"It is no use. I hate hospital. I wonder now how I ever could care so much about prizes and marks and examinations. It is all such child's-play."
"Yes; but sorrow is not child's-play, and pain and death are not child's-play. It is only a question of working at it hard enough, old woman. You are bound to become interested in it in time, and that is the only way to get rid of yourself;—though it is strange teaching, perhaps, to come from self-centred me. They say we women of this generation have sacrificed a good deal of our birthright; don't let us throw away the grand compensation, the power to light our candles when the sun goes down. Do you remember Werther's description of the country lass whose sweetheart forsakes her, taking with him all the interest in her life?
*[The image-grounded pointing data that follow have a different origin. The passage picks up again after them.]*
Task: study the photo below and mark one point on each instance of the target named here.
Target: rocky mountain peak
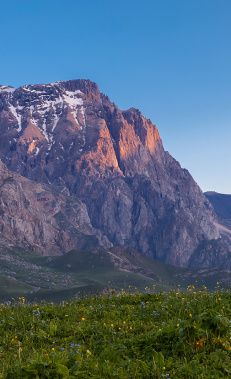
(135, 193)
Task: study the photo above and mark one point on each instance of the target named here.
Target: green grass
(175, 334)
(60, 277)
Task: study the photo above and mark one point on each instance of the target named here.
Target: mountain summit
(69, 134)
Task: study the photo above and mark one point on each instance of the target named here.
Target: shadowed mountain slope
(136, 195)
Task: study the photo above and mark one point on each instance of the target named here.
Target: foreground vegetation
(126, 334)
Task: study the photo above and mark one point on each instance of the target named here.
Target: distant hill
(58, 278)
(221, 204)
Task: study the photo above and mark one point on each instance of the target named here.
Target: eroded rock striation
(136, 195)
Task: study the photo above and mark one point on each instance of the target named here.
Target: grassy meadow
(125, 334)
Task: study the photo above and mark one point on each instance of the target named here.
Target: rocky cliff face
(136, 194)
(42, 217)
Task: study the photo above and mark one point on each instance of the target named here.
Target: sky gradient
(170, 59)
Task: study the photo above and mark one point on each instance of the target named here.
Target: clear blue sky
(169, 58)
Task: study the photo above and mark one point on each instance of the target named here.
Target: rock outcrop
(136, 194)
(42, 217)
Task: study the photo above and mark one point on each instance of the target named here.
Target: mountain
(42, 217)
(134, 194)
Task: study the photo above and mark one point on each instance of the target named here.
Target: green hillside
(59, 278)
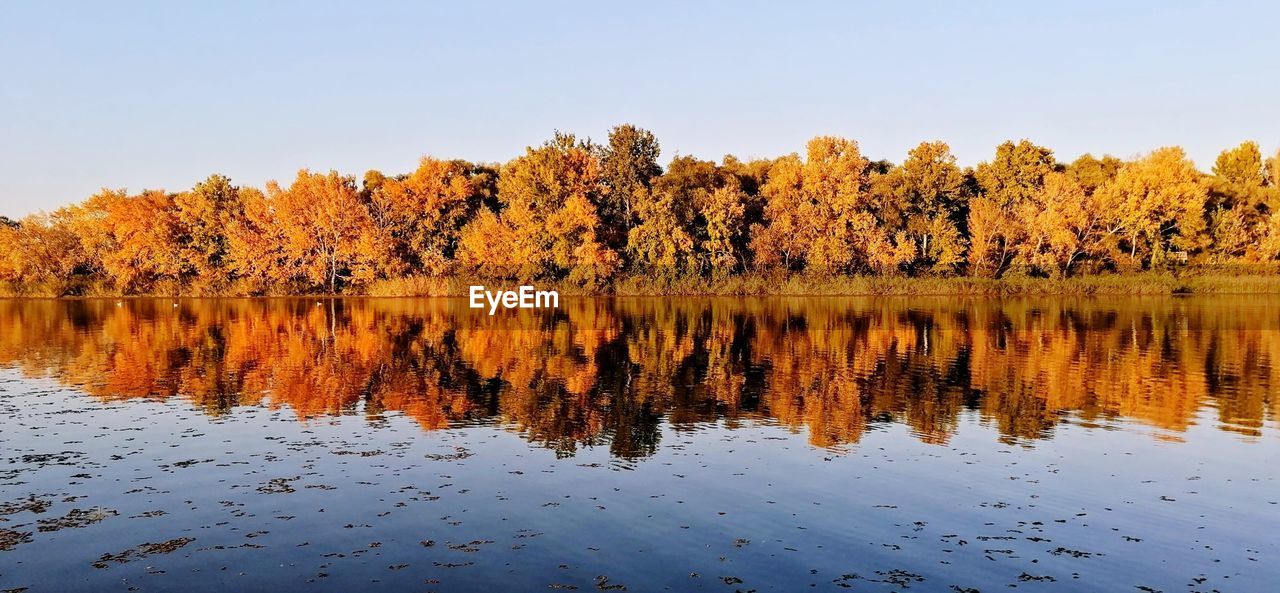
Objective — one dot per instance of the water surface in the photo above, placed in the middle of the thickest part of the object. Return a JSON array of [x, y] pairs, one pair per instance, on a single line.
[[640, 445]]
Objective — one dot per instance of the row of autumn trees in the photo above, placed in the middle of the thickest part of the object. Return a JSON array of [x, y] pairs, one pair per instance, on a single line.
[[576, 211]]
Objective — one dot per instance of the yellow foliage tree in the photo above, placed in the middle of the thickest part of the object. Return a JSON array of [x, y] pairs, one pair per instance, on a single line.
[[1153, 205]]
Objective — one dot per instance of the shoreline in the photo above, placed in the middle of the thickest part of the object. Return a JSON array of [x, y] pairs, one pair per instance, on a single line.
[[754, 286]]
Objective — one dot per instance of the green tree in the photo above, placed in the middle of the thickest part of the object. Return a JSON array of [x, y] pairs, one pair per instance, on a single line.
[[629, 164], [204, 213]]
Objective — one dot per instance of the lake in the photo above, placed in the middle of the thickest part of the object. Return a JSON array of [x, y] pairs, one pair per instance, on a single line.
[[640, 445]]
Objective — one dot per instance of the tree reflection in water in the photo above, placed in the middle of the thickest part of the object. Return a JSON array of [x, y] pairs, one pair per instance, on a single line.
[[609, 370]]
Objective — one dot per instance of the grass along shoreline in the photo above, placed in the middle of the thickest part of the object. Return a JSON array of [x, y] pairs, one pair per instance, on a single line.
[[1152, 283]]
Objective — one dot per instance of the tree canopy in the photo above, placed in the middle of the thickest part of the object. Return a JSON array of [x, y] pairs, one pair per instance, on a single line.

We at least have other interests, Lucy, and we can, if we try hard enough, turn the key on the suite of enchanted rooms, and live in the rest of the house."
"The rest of my house is a poky hole!"
Mona sighed sympathetically. "No matter," she said resolutely; "we must just set to work, and make it something better than a poky hole."
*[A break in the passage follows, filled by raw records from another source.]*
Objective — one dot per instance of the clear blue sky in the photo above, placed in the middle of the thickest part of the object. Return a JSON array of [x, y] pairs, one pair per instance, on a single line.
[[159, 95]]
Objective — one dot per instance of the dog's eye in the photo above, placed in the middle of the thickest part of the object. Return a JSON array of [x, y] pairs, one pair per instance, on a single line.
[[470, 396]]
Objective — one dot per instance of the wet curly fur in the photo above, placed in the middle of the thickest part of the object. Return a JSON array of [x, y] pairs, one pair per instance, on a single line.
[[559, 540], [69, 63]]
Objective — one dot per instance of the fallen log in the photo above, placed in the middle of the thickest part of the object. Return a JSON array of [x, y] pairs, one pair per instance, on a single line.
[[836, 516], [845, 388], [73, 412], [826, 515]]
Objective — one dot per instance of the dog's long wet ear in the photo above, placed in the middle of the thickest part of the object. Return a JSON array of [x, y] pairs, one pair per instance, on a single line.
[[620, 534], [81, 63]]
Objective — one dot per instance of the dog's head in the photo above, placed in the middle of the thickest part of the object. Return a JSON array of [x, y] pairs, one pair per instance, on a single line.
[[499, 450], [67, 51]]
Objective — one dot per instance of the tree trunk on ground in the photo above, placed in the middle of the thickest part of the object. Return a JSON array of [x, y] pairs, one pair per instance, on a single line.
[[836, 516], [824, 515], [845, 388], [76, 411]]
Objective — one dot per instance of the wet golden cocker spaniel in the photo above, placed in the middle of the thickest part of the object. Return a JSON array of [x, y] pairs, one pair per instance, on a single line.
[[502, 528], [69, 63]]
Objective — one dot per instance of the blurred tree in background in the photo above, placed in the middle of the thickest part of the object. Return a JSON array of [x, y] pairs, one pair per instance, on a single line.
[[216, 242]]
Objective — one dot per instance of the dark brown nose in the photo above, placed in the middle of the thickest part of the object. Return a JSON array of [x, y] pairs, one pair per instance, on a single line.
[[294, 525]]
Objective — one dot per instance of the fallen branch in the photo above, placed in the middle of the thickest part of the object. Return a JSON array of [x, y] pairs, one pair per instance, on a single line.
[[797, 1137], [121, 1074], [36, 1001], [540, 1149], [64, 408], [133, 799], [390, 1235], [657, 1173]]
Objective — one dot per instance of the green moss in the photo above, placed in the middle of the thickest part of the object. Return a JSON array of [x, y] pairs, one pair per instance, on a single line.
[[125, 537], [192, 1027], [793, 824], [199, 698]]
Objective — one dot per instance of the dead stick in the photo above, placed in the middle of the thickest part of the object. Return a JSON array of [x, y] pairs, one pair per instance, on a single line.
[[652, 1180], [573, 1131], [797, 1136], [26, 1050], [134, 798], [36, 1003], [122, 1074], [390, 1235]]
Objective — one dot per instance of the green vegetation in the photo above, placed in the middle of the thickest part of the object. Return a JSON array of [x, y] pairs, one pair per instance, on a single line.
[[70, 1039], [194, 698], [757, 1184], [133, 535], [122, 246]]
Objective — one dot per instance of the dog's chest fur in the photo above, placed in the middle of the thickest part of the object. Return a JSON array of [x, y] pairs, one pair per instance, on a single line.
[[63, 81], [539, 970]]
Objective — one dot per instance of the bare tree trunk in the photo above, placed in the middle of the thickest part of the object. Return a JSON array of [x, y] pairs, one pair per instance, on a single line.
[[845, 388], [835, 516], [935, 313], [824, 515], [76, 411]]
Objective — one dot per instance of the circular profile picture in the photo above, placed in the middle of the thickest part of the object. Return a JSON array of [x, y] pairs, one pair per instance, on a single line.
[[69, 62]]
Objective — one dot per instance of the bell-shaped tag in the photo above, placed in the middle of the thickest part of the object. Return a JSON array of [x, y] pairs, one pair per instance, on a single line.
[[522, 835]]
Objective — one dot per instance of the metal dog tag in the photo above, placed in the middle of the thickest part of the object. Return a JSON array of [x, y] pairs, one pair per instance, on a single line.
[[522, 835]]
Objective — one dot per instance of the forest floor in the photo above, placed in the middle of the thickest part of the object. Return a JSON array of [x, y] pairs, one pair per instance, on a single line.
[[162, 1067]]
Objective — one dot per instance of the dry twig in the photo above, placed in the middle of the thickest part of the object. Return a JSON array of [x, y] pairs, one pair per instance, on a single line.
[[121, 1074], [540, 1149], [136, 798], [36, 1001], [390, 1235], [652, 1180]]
Further conversation was prevented for the time by the entrance of the luncheon-tray.
"Well, is it to be Richmond?" said Mona, when the meal was over.
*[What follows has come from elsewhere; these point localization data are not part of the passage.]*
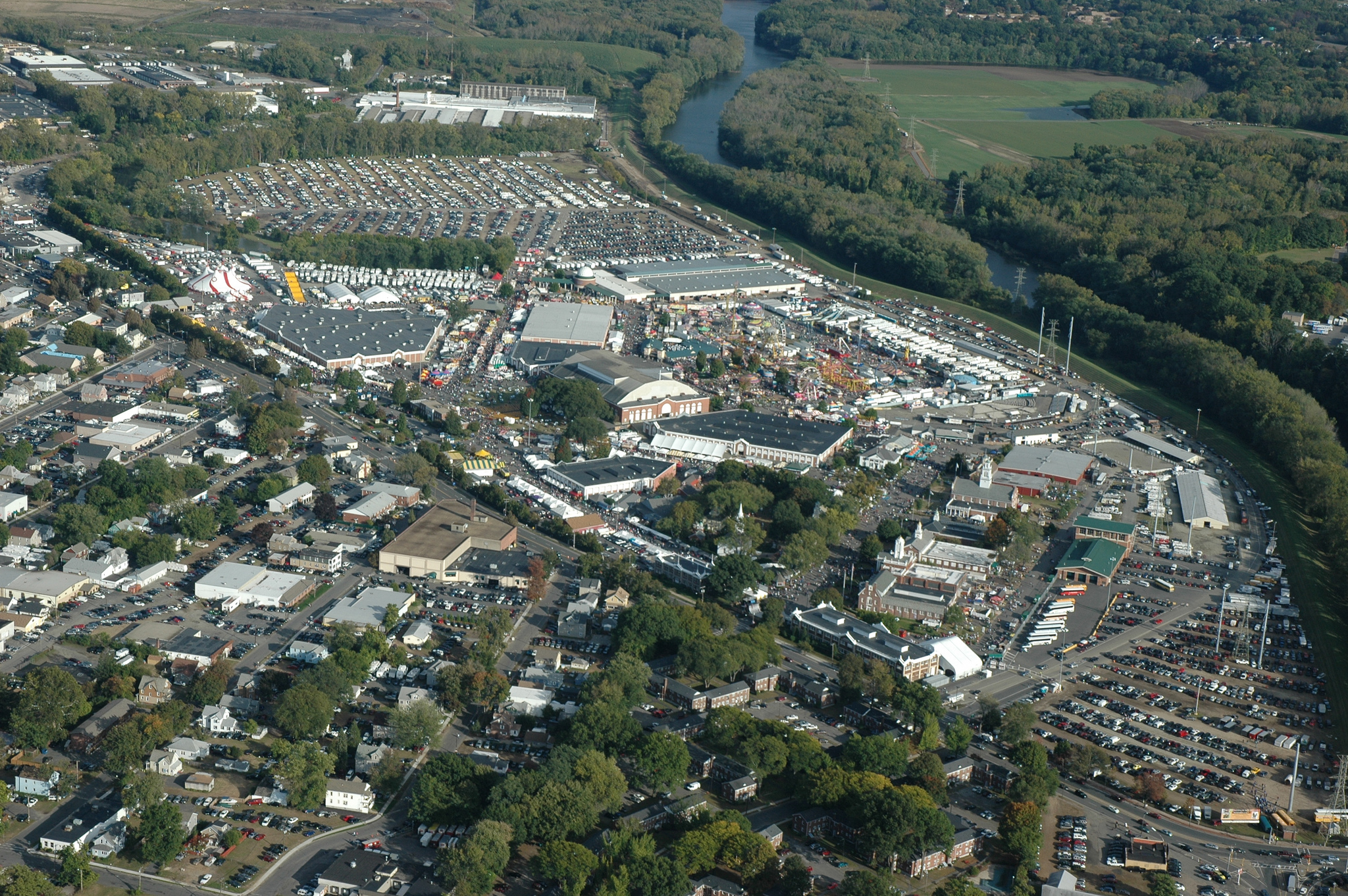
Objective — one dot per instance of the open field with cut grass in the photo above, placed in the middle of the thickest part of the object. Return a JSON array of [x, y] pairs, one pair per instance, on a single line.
[[119, 11], [970, 116]]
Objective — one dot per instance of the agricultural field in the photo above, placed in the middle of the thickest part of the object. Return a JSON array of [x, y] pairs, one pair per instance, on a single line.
[[117, 11], [970, 116]]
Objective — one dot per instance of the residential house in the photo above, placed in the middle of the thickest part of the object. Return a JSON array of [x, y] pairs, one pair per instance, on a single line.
[[765, 680], [111, 841], [78, 824], [39, 782], [353, 795], [154, 690], [369, 757], [189, 748], [409, 695], [163, 763], [217, 721], [91, 732], [740, 789]]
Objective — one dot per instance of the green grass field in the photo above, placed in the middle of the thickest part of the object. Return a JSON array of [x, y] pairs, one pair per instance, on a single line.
[[970, 116]]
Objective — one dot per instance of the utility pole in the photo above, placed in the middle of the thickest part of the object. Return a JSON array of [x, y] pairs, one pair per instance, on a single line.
[[1264, 637], [1071, 325], [1292, 791]]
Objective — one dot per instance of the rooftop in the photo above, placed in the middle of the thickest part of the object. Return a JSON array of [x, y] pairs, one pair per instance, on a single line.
[[761, 278], [1200, 497], [761, 430], [1044, 461], [329, 334], [442, 528], [642, 270], [1093, 554], [568, 322], [611, 469]]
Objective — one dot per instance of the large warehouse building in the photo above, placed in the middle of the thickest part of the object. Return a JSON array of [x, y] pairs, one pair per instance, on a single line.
[[635, 388], [568, 324], [609, 476], [706, 278], [1200, 500], [246, 585], [339, 339], [1050, 464], [444, 534], [747, 436]]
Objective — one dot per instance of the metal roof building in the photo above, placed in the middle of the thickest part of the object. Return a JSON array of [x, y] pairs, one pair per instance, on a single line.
[[609, 474], [1200, 500], [1050, 464], [338, 339], [568, 324], [748, 436], [756, 281], [1161, 448], [642, 270], [1091, 559]]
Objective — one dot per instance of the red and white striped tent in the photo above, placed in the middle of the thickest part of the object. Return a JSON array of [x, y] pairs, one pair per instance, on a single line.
[[219, 285]]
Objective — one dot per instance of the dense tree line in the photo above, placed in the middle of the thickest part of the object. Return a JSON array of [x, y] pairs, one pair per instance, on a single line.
[[886, 237], [1280, 77], [1283, 424], [804, 119], [1173, 232], [688, 34]]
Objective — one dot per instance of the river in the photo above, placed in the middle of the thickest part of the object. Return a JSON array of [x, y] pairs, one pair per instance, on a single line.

Lucy blushed. "I have a great mind to go to hospital, after all," she said. "I don't think it is quite so hot as it was."
"No, I think there is a suspicion of a breeze. Au revoir! Come back soon."
I wish I could honestly say that Mona profited as much by Lucy's example as Lucy had by Mona's preaching; but I am forced to record that she did not open a book, nor return to her little laboratory, for the rest of the day. For a long time she sat in her rocking-chair with a frown on her brow. "I wonder if he has only been playing with her," she said—"the cad!" Then another thought crossed the outskirts of her mind. At first it scarcely entered the limits of her consciousness; but, like the black dog in Faust, it went on and on, in ominous, ever-narrowing circles, and she was forced to recognise that she must grapple with it sooner or later. Then she put up her hands to cover her face, although there was no one there to see, and the question sounded in her very ears—"What if he has only been playing with me?"
What then, Mona? Lock the door on the suite of enchanted rooms, and live in the rest of the house! But she never thought of her advice to Lucy. She threw herself on the couch, and lay there for a little while in an agony of shame. After all her lofty utterances, had she given herself away to a man who had not even asked for her? Why had he not spoken just one word, to save her from this torture?